We will use a parallel, randomised control trial study design. Participation in each part of the study (i.e., iPads in antenatal clinics, or app running on own handset) will be independent from each other. Those participants consenting to get involved in the part of the study assessing the use of iPads in antenatal clinics will be randomly assigned to complete (i) an app version of the Whooley questions and the Edinburgh Postnatal Depression Scale in which the questionnaires are presented using a scrolling layout (i.e., App screening - Scrolling), or (ii) an app version of the Whooley questions and the Edinburgh Postnatal Depression Scale in which the questionnaires are presented using a paging layout (i.e., App screening - Paging).

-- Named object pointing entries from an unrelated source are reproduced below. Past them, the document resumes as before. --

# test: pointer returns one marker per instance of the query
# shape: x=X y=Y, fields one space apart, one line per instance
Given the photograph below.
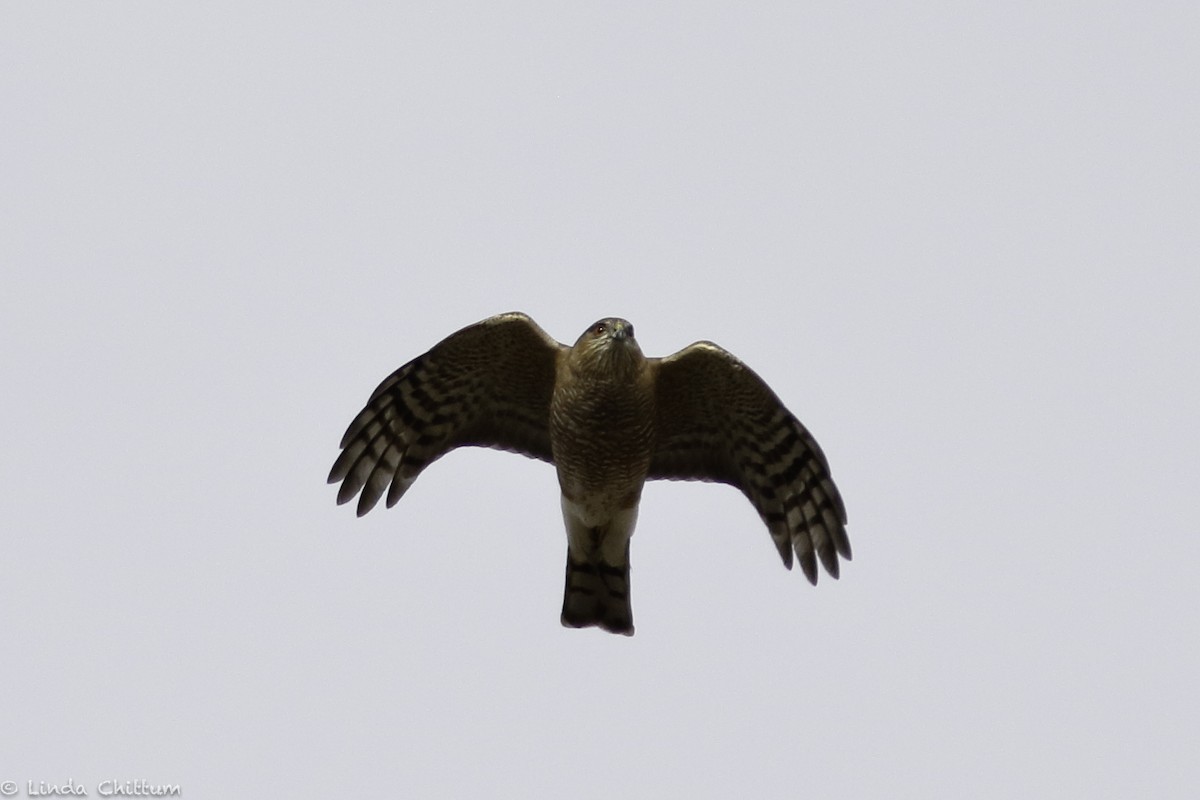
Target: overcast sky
x=959 y=240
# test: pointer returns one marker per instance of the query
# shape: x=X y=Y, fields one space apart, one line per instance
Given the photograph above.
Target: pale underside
x=607 y=419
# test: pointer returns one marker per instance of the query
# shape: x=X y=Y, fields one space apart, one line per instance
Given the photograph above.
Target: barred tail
x=598 y=595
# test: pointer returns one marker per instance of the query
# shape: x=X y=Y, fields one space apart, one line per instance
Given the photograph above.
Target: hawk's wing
x=487 y=385
x=718 y=421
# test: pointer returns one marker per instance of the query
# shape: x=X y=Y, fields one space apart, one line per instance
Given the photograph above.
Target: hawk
x=609 y=419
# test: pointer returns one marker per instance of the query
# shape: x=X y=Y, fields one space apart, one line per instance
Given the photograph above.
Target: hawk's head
x=609 y=344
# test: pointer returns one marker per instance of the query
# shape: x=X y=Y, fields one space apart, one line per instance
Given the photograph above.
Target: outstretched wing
x=487 y=385
x=718 y=421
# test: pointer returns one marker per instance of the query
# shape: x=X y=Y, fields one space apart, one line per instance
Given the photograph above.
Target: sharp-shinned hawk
x=609 y=419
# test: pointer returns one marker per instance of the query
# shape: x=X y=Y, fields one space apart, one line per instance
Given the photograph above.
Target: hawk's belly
x=601 y=445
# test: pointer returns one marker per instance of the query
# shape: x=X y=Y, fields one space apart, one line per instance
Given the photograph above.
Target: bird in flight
x=609 y=419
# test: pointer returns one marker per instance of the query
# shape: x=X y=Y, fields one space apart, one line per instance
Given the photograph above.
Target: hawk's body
x=609 y=419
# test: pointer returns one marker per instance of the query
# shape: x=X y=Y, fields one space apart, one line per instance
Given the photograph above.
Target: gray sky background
x=959 y=240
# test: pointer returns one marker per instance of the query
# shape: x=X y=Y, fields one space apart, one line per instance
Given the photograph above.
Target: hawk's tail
x=598 y=595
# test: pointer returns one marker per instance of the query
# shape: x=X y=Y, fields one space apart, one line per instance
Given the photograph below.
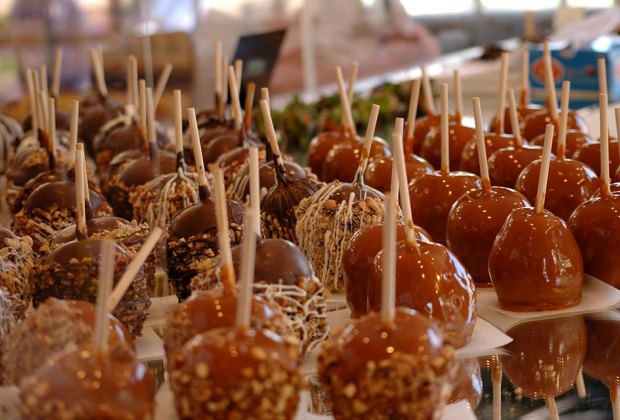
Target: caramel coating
x=228 y=373
x=319 y=147
x=378 y=174
x=52 y=328
x=432 y=196
x=590 y=154
x=459 y=136
x=342 y=162
x=358 y=262
x=570 y=183
x=434 y=283
x=545 y=356
x=476 y=218
x=596 y=226
x=469 y=158
x=216 y=308
x=535 y=263
x=397 y=370
x=506 y=164
x=574 y=140
x=535 y=123
x=87 y=383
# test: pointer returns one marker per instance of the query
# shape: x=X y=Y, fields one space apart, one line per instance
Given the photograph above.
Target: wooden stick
x=514 y=119
x=223 y=238
x=481 y=145
x=458 y=97
x=351 y=91
x=445 y=131
x=399 y=163
x=150 y=111
x=33 y=103
x=238 y=73
x=370 y=134
x=200 y=166
x=270 y=131
x=142 y=105
x=429 y=100
x=43 y=76
x=581 y=385
x=218 y=70
x=503 y=80
x=133 y=268
x=414 y=98
x=264 y=94
x=561 y=149
x=550 y=83
x=525 y=78
x=255 y=186
x=178 y=122
x=602 y=75
x=544 y=170
x=244 y=301
x=75 y=113
x=249 y=106
x=98 y=69
x=553 y=408
x=57 y=73
x=388 y=278
x=346 y=106
x=80 y=194
x=234 y=96
x=161 y=84
x=104 y=287
x=497 y=390
x=604 y=140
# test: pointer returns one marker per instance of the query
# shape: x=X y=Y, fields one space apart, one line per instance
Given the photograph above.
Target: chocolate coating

Participants consenting to get involved in the part of the study assessing the use of an app running on participants' own devices will be randomly allocated to one of two sampling protocols: (i) a prospective sampling protocol of 6 months consisting of the Edinburgh Postnatal Depression Scale and 5 momentary questions related to mood; or (ii) a prospective sampling protocol of 6 months consisting of the Edinburgh Postnatal Depression Scale.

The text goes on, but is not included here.